Alors que deux expositions sont consacrées au peintre espagnol, Picasso bleu et rose au musée d’Orsay jusqu’au 6 janvier 2019, et Picasso, chefs-d’œuvre, jusqu’au 13 janvier 2019, au musée national Picasso de Paris, son petit-fils, Olivier Widmaier Picasso, était l'invité d'Isabelle Morizet dans l'émission Il n'y a pas qu'une vie dans la vie, samedi. Il raconte comment il a appris à découvrir un grand-père qu’il n’a connu qu'au travers de tableaux et de souvenirs familiaux…

"Influencé par sa présence". Une telle filiation élève ou écrase. Parce qu’il n’est pas aisé d’être le petit-fils d'un peintre que l’on range volontiers aux côtés d’un Leonard de Vinci en termes de renommée. "On m’a toujours promis que j’allais être un grand artiste et puis, un jour, en option au bac, j’ai eu 3/20. Ça a tout de suite mis fin à ma carrière d’artiste, je me suis débrouillé autrement." Olivier Picasso devient alors juriste et crée des sociétés de production. "La notion de création est importante sauf que moi, je l’ai trouvée à travers le talent des autres", dit celui qui a notamment été le producteur de Yannick Noah et a signé des albums avec Gloria Gaynor. "C’est très compliqué d’être le descendant d’un artiste", ajoute-t-il. "C’est plus facile, peut-être, à la troisième génération comme la mienne, parce qu’on a un regard empreint de respect, de volonté de réalité historique et puis, on est un peu plus libre. Malgré tout, avec un tel grand-père, j’aurais toujours une partie de ma vie qui sera influencée par sa présence. J’ai appris à vivre avec lui."

La peinture "pas pour décorer les appartements".  Pourtant, cet aïeul illustre dont il porte le nom et dont les tableaux ont toujours orné les murs, il ne l’a jamais rencontré. Le peintre meurt le 8 avril 1973 à 91 ans. Olivier en a alors 11. Sa mère Maya et lui apprennent la nouvelle par flash info. "J’ai le souvenir de l’interruption du film", synonyme de nouvelle importante. "Quelqu’un venait de naître pour moi, quelqu’un que je ne connaissais pas, peu, et dont je ne devinais absolument pas quel avait été le parcours artistique ou sentimental."

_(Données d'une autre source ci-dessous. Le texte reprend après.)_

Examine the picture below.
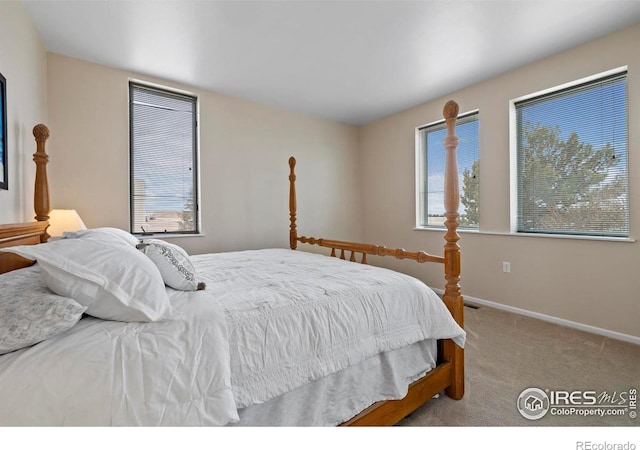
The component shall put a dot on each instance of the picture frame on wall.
(4, 169)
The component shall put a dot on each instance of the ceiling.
(351, 61)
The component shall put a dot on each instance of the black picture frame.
(4, 168)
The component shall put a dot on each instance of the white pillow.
(173, 262)
(111, 278)
(103, 232)
(30, 312)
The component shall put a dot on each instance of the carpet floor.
(508, 353)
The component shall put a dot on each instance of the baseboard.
(558, 321)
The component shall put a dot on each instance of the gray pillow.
(30, 312)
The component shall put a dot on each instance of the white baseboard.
(558, 321)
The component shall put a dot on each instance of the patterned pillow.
(174, 264)
(30, 312)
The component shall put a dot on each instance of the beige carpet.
(507, 353)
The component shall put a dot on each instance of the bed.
(260, 338)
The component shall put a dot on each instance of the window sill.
(535, 235)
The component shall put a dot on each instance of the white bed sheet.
(102, 373)
(294, 317)
(268, 323)
(338, 397)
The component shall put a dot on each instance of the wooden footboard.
(449, 373)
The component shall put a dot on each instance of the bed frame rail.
(449, 374)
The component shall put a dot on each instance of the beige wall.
(595, 283)
(23, 62)
(244, 148)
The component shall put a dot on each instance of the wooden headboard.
(29, 233)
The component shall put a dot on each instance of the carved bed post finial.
(293, 232)
(452, 297)
(41, 191)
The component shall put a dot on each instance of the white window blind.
(572, 160)
(430, 174)
(163, 134)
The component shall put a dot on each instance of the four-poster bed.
(447, 372)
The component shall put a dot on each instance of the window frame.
(170, 92)
(421, 175)
(514, 156)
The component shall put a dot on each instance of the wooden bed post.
(452, 297)
(293, 232)
(41, 191)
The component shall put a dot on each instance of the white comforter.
(114, 373)
(268, 322)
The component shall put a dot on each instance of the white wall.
(596, 283)
(23, 62)
(244, 149)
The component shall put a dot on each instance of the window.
(430, 162)
(572, 175)
(164, 183)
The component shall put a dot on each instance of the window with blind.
(163, 147)
(430, 172)
(572, 171)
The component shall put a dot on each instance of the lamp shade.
(61, 220)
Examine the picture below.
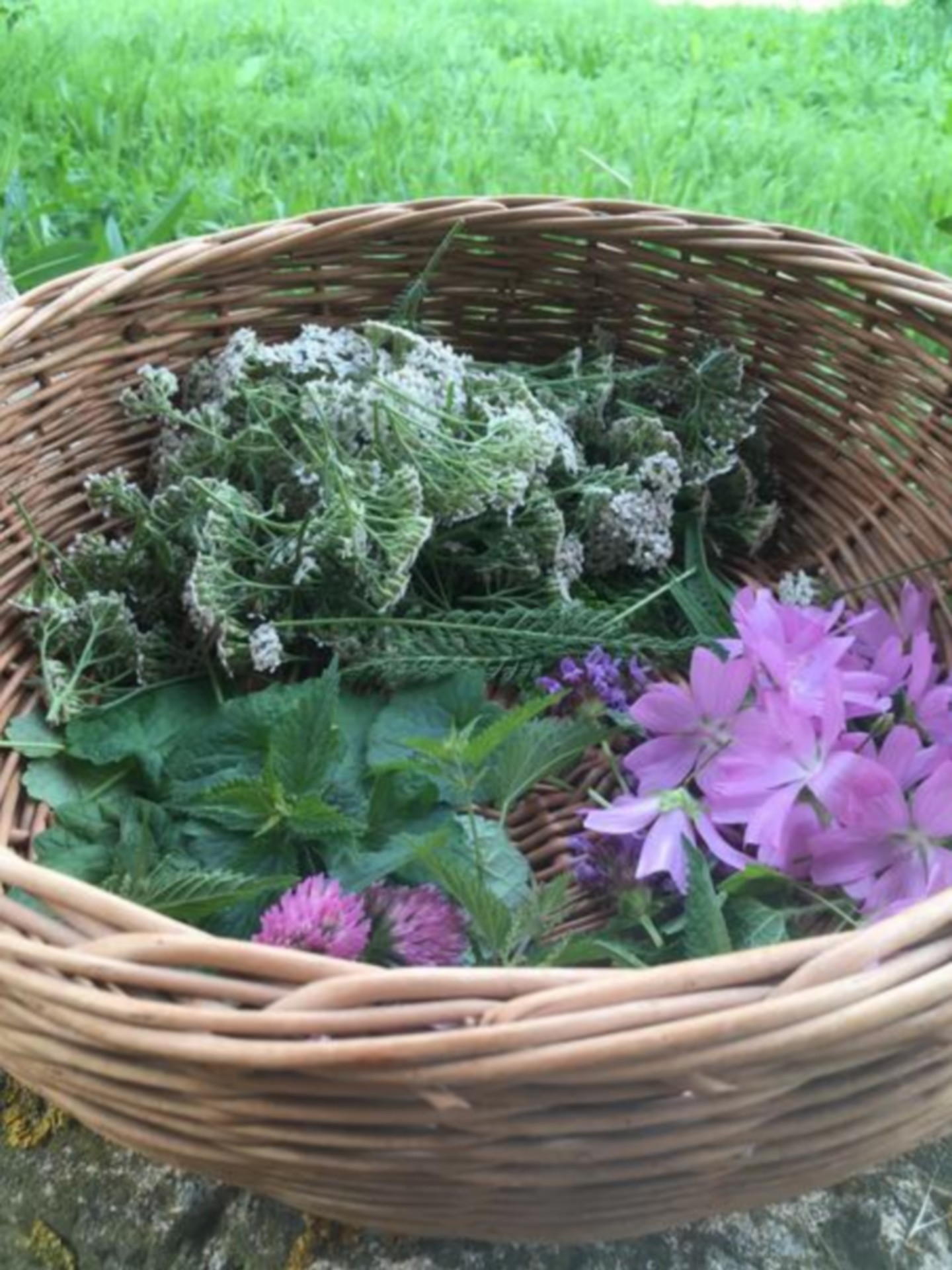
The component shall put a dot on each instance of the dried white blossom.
(797, 588)
(338, 353)
(266, 648)
(569, 564)
(201, 616)
(306, 568)
(160, 379)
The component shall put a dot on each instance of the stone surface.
(75, 1203)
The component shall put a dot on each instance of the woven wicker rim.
(774, 1070)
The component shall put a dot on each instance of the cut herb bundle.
(376, 494)
(207, 810)
(371, 503)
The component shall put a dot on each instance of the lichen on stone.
(51, 1250)
(26, 1119)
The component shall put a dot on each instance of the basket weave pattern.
(495, 1103)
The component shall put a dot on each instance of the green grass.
(125, 124)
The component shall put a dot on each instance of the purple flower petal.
(664, 849)
(666, 709)
(932, 803)
(664, 762)
(627, 814)
(719, 686)
(861, 793)
(719, 846)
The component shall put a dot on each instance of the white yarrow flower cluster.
(160, 379)
(338, 353)
(569, 564)
(797, 588)
(266, 648)
(633, 529)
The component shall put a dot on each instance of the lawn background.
(127, 124)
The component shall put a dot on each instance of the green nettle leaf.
(399, 857)
(485, 743)
(146, 832)
(537, 751)
(145, 727)
(705, 929)
(491, 919)
(306, 740)
(313, 818)
(754, 925)
(234, 746)
(32, 737)
(757, 880)
(496, 864)
(243, 804)
(61, 780)
(427, 714)
(81, 843)
(190, 894)
(592, 951)
(397, 800)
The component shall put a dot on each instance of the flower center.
(678, 800)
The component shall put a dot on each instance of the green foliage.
(206, 810)
(263, 114)
(705, 929)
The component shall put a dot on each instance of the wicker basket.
(563, 1105)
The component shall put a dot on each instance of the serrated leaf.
(306, 740)
(491, 919)
(235, 743)
(143, 728)
(58, 781)
(397, 799)
(539, 749)
(493, 859)
(314, 818)
(430, 713)
(193, 896)
(592, 951)
(32, 737)
(754, 925)
(361, 869)
(146, 831)
(756, 879)
(241, 804)
(484, 743)
(81, 842)
(705, 929)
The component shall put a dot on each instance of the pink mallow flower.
(796, 650)
(889, 846)
(415, 925)
(778, 753)
(668, 820)
(690, 723)
(319, 917)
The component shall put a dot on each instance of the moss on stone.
(51, 1250)
(26, 1119)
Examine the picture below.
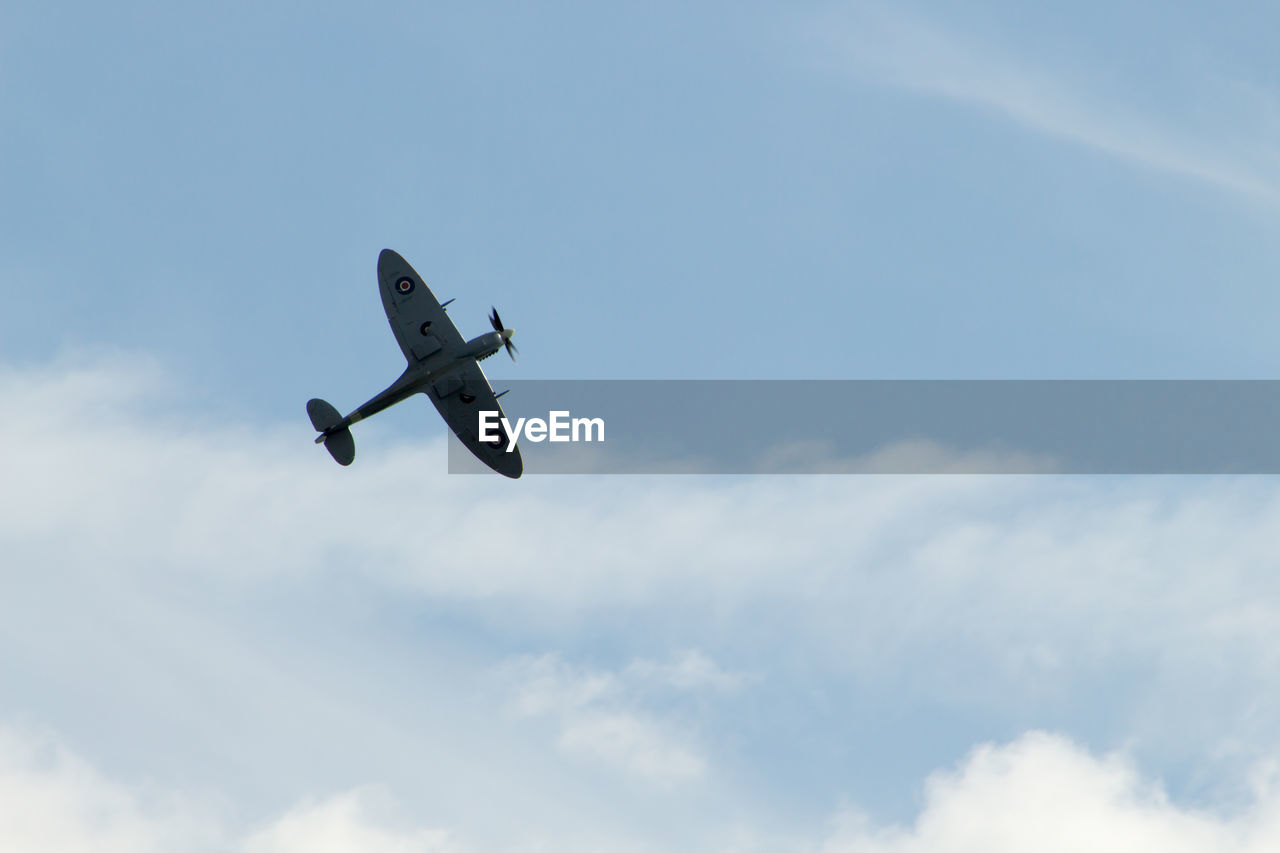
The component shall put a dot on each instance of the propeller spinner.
(496, 322)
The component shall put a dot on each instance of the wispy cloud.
(895, 48)
(602, 714)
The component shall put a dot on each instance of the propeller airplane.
(440, 365)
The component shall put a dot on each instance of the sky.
(213, 638)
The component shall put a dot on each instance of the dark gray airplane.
(440, 365)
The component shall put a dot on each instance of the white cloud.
(51, 801)
(895, 48)
(1043, 793)
(220, 602)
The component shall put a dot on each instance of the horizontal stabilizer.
(341, 446)
(321, 414)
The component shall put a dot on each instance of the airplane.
(440, 365)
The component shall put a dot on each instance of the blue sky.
(213, 638)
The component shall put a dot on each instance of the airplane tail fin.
(339, 443)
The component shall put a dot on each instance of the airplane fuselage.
(419, 377)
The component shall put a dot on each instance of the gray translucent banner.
(897, 427)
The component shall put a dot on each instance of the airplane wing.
(420, 324)
(460, 397)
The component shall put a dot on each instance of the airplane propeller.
(496, 322)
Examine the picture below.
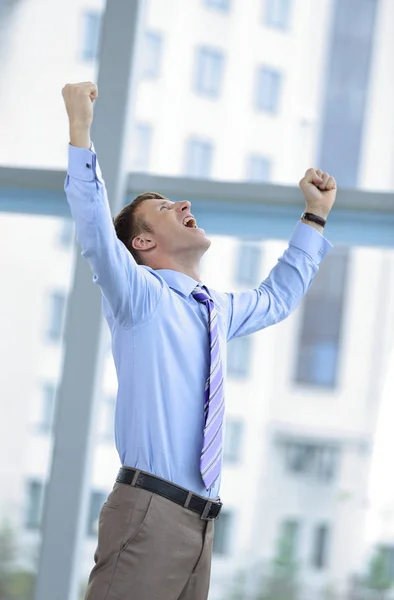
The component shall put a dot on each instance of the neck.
(192, 268)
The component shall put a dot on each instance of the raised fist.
(79, 98)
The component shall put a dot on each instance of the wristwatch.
(314, 219)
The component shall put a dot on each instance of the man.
(169, 336)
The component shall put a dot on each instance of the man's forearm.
(80, 136)
(318, 228)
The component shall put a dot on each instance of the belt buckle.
(205, 516)
(205, 513)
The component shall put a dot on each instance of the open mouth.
(190, 222)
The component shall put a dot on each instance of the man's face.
(175, 228)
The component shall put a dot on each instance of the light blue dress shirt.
(159, 331)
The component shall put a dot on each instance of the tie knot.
(201, 295)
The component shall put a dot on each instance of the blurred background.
(232, 98)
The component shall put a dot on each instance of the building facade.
(232, 91)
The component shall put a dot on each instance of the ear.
(143, 242)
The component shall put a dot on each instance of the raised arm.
(281, 292)
(130, 291)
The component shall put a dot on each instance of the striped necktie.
(212, 450)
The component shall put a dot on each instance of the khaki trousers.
(150, 548)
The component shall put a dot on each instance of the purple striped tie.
(211, 454)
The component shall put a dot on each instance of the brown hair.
(128, 224)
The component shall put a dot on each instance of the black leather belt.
(207, 509)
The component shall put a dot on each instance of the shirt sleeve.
(281, 292)
(131, 292)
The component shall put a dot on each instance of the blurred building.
(257, 90)
(239, 91)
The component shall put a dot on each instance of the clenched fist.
(79, 98)
(319, 191)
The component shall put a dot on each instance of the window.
(233, 440)
(319, 461)
(153, 53)
(97, 500)
(66, 234)
(218, 4)
(56, 316)
(239, 357)
(47, 412)
(209, 71)
(258, 168)
(141, 144)
(277, 13)
(318, 352)
(268, 87)
(106, 419)
(288, 539)
(320, 547)
(384, 557)
(198, 158)
(347, 88)
(248, 265)
(35, 497)
(91, 35)
(221, 540)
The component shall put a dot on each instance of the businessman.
(169, 335)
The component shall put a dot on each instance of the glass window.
(239, 352)
(209, 71)
(223, 526)
(318, 352)
(258, 168)
(320, 547)
(347, 86)
(319, 461)
(268, 89)
(199, 154)
(288, 539)
(141, 145)
(48, 398)
(248, 265)
(153, 54)
(106, 419)
(29, 374)
(277, 13)
(233, 440)
(57, 306)
(97, 500)
(34, 504)
(91, 35)
(218, 4)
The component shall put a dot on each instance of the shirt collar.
(178, 281)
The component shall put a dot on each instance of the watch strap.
(314, 218)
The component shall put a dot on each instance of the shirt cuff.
(309, 240)
(83, 164)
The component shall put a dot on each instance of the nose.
(183, 205)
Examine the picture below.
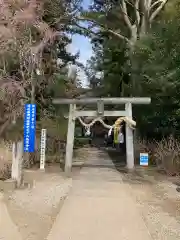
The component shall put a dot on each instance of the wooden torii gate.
(100, 112)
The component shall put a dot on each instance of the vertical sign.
(144, 158)
(43, 149)
(29, 127)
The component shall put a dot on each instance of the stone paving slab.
(99, 210)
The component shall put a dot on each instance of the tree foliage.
(33, 38)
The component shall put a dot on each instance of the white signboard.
(144, 159)
(43, 149)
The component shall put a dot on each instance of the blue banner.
(29, 127)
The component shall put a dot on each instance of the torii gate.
(100, 112)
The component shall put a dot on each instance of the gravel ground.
(34, 210)
(159, 203)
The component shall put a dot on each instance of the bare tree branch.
(136, 7)
(125, 15)
(120, 36)
(156, 12)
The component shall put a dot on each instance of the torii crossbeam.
(74, 113)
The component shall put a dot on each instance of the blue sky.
(83, 45)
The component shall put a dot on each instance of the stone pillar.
(70, 140)
(129, 140)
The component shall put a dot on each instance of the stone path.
(99, 207)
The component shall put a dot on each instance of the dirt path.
(103, 204)
(99, 206)
(8, 230)
(34, 210)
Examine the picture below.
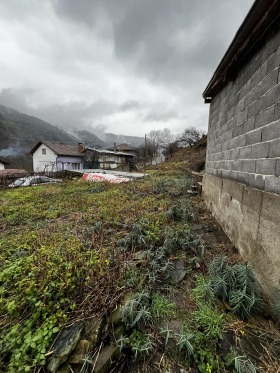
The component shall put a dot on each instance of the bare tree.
(190, 136)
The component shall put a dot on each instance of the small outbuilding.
(3, 164)
(242, 178)
(107, 159)
(51, 157)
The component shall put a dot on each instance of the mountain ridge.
(19, 133)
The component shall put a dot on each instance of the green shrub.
(235, 284)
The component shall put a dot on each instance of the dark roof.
(60, 149)
(13, 171)
(122, 147)
(261, 20)
(110, 152)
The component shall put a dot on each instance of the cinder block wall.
(244, 124)
(242, 181)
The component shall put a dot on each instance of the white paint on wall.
(44, 159)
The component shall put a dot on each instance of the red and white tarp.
(105, 177)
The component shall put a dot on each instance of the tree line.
(165, 143)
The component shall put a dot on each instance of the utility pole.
(145, 153)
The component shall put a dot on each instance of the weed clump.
(236, 285)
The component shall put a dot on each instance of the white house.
(48, 156)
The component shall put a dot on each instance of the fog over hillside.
(19, 133)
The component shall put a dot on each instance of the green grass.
(59, 259)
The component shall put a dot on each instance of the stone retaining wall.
(244, 124)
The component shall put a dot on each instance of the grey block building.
(242, 180)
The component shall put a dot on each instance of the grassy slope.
(65, 250)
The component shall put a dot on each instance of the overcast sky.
(123, 66)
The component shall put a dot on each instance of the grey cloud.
(161, 116)
(139, 61)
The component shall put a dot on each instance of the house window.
(75, 166)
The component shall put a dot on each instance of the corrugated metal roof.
(60, 149)
(101, 151)
(262, 17)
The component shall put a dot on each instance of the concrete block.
(245, 89)
(240, 140)
(270, 208)
(277, 173)
(235, 190)
(245, 152)
(232, 175)
(240, 81)
(243, 177)
(253, 137)
(242, 116)
(237, 131)
(232, 122)
(248, 125)
(277, 111)
(264, 117)
(249, 165)
(256, 107)
(253, 95)
(234, 100)
(266, 166)
(257, 181)
(240, 106)
(268, 82)
(234, 154)
(271, 132)
(260, 150)
(271, 97)
(259, 75)
(270, 47)
(273, 62)
(274, 149)
(237, 165)
(230, 113)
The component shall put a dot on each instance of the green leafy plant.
(210, 321)
(243, 364)
(136, 311)
(184, 342)
(235, 284)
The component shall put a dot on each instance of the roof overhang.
(263, 17)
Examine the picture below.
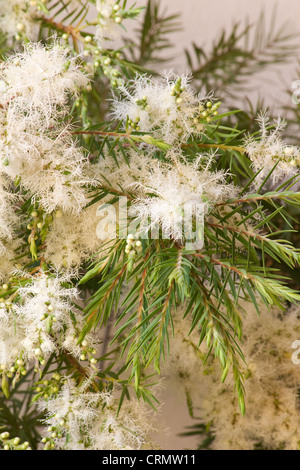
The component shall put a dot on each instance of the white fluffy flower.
(174, 197)
(44, 312)
(37, 147)
(270, 150)
(72, 239)
(272, 383)
(168, 107)
(91, 421)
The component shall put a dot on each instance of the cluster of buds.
(14, 443)
(48, 388)
(88, 353)
(17, 370)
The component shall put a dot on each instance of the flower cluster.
(83, 420)
(269, 152)
(43, 321)
(167, 107)
(37, 147)
(272, 382)
(173, 197)
(17, 17)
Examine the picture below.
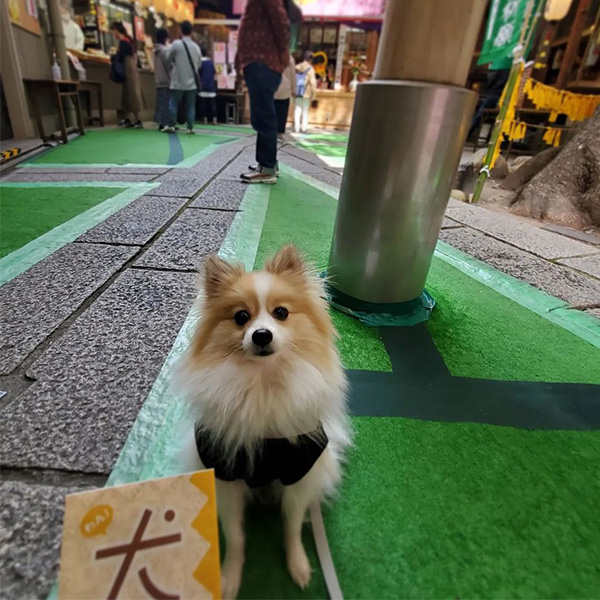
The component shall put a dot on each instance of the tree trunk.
(567, 190)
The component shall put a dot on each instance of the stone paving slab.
(91, 383)
(196, 233)
(136, 223)
(222, 195)
(31, 518)
(221, 156)
(586, 264)
(36, 302)
(558, 281)
(65, 175)
(519, 233)
(182, 188)
(590, 238)
(306, 155)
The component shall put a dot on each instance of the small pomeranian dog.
(268, 396)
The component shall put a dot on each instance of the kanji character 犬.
(129, 550)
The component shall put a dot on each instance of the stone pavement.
(85, 331)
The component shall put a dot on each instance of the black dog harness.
(275, 459)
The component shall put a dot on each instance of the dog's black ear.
(287, 260)
(218, 273)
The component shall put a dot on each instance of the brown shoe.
(260, 176)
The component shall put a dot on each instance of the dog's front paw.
(231, 579)
(298, 565)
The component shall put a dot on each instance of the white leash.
(325, 558)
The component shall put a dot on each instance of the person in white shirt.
(184, 58)
(74, 39)
(306, 92)
(283, 94)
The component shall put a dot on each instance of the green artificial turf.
(483, 334)
(324, 149)
(460, 510)
(27, 213)
(265, 570)
(448, 510)
(125, 146)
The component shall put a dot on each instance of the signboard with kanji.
(154, 539)
(503, 30)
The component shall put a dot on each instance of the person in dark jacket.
(162, 78)
(263, 55)
(208, 88)
(131, 99)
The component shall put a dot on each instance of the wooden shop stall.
(141, 19)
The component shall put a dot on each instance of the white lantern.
(555, 10)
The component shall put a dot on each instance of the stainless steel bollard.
(404, 148)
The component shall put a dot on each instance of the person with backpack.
(162, 78)
(184, 59)
(125, 66)
(208, 93)
(262, 56)
(306, 92)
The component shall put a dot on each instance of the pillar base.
(391, 314)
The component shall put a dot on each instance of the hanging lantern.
(181, 11)
(555, 10)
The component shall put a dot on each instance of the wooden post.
(589, 45)
(16, 100)
(429, 40)
(577, 28)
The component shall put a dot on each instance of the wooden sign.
(154, 539)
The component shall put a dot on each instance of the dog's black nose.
(262, 337)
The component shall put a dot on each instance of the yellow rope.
(576, 106)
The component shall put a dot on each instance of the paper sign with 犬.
(154, 539)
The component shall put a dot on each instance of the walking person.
(306, 92)
(162, 78)
(184, 59)
(208, 91)
(131, 98)
(283, 94)
(263, 55)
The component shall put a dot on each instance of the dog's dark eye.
(281, 313)
(241, 317)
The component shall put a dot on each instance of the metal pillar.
(404, 149)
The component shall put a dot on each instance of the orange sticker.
(96, 521)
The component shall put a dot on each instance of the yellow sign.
(14, 11)
(153, 539)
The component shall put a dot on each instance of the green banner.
(503, 31)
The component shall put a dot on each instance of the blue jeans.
(262, 83)
(190, 103)
(161, 114)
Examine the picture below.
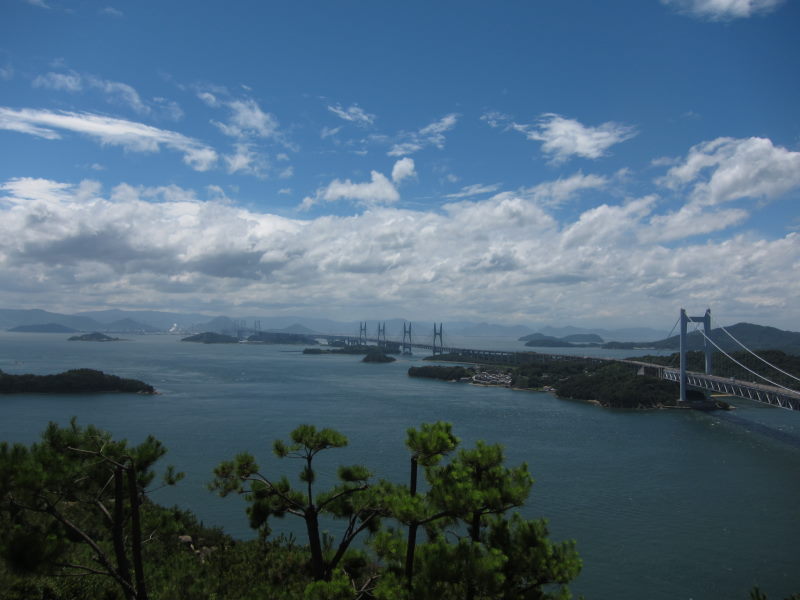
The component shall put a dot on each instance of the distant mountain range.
(754, 337)
(120, 321)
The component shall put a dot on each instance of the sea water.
(663, 504)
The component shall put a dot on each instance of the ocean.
(663, 505)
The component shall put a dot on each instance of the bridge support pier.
(685, 320)
(438, 333)
(407, 339)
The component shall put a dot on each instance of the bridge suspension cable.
(748, 369)
(761, 358)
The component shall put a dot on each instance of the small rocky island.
(377, 355)
(93, 337)
(209, 337)
(75, 381)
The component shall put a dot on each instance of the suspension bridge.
(731, 377)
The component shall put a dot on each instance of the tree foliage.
(75, 503)
(78, 486)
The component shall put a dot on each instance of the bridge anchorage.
(768, 392)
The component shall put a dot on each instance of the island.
(43, 328)
(281, 337)
(75, 381)
(209, 337)
(93, 337)
(377, 355)
(605, 383)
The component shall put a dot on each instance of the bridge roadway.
(766, 394)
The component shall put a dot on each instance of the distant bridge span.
(774, 395)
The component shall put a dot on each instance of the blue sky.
(596, 163)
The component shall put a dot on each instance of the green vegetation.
(76, 381)
(92, 337)
(502, 555)
(722, 366)
(618, 386)
(613, 385)
(279, 337)
(377, 355)
(353, 349)
(209, 337)
(76, 523)
(44, 328)
(441, 372)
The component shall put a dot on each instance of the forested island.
(93, 337)
(209, 337)
(609, 384)
(110, 541)
(75, 381)
(282, 337)
(377, 355)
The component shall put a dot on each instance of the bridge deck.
(767, 394)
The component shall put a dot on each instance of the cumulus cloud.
(354, 114)
(563, 138)
(110, 11)
(557, 192)
(475, 189)
(403, 169)
(166, 245)
(132, 136)
(68, 82)
(728, 169)
(246, 160)
(720, 172)
(430, 135)
(378, 190)
(723, 10)
(115, 92)
(248, 120)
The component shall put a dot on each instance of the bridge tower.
(437, 334)
(406, 339)
(706, 321)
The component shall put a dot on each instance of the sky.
(543, 162)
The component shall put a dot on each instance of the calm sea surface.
(663, 505)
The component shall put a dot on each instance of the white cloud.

Car l'art et les sentiments sont liés chez Picasso. Chacune des femmes de sa vie a inspiré une nouvelle période picturale. "J’ai beaucoup de respect pour toutes les femmes qui ont rencontré mon grand-père. Je pense que Pablo Picasso n’est surtout pas un peintre de l’abstraction. Il avait besoin de modèles. Une personne, de préférence une femme, un objet ou un paysage. C’est quelqu’un qui veut redécrire notre réalité." Plus le peintre avance en âge, plus il se tourne vers la création. Pour lui, "la peinture, c’est une arme, ce n’est pas pour décorer les appartements", rappelle son petit-fils. "Il n’a eu de cesse de vouloir créer, d’accomplir une mission", comme un "obsédé" de son œuvre.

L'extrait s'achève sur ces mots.